US Attorney General Loretta Lynch spoke of the conspiracy’s “breathtaking flagrancy, its systemic reach, and its significant impact.” Aitan Goelman, the head of enforcement at the Commodity Futures Trading Commission, called the five banks a “cabal.”

These statements, meant to give the appearance of government toughness toward the banks, only underscored the gaping discrepancy between the scale of the crimes and the toothless character of the punishment. Wednesday’s announcement was further confirmation that the US and international financial aristocracy is above the law.

Not a single major bank has been closed down or broken up since the 2008 crash, triggered by reckless and illegal speculative activities. Not a single bank CEO or top official has been prosecuted or jailed for crimes that have led to the impoverishment of countless millions of people.

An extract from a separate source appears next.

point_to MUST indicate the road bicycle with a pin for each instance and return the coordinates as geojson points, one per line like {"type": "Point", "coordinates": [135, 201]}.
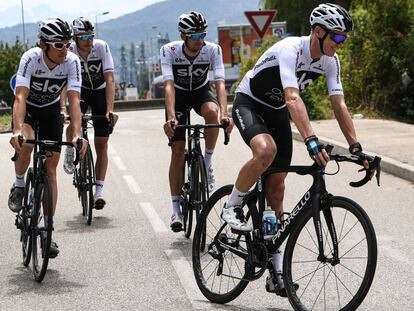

But a petty crime carried out by a US worker or working-class youth brings down the wrath of a so-called “justice system” that is merciless when it comes to the lower social orders. Tens of thousands of workers and poor people are cast into America’s prison gulag every year for offenses that pale in comparison to the crimes carried out by Wall Street CEOs.

Or they are killed outright by the militarized police who occupy America’s working-class neighborhoods. Michael Brown, an 18-year-old unarmed youth, was gunned down last August by a Ferguson, Missouri cop who was tracking him for allegedly stealing a package of cigarillos from a convenience store.

In the deal announced Wednesday, the banks pleaded guilty to felony charges. This is a departure from previous settlements in which the government allowed the banks to avoid any admission of guilt.

But the guilty pleas were part of a scheme worked out between the government and the banks to render the pleas virtually meaningless. The Securities and Exchange Commission issued waivers exempting the banks from the legal repercussions of committing a felony, giving them continued preferential treatment in issuing debt as well as the continued ability to operate mutual funds.

In today’s thoroughly corrupt political environment, totally dominated by corporate money, there is no stigma attached to a bank that effectively admits to being a criminal enterprise. The media pays no attention and the markets could care less. Shares of most of the banks involved in the settlement spiked on Wednesday. UBS and Barclays both rose 3.4 percent. RBS finished the day up by 1.9 percent.

Wednesday’s settlement is further evidence of the reassertion of the aristocratic principle in contemporary capitalist society: there is one set of laws for the vast majority, the working people, and an entirely different legal framework for the financial oligarchs—one that can be summed up with the phrase “Anything goes.”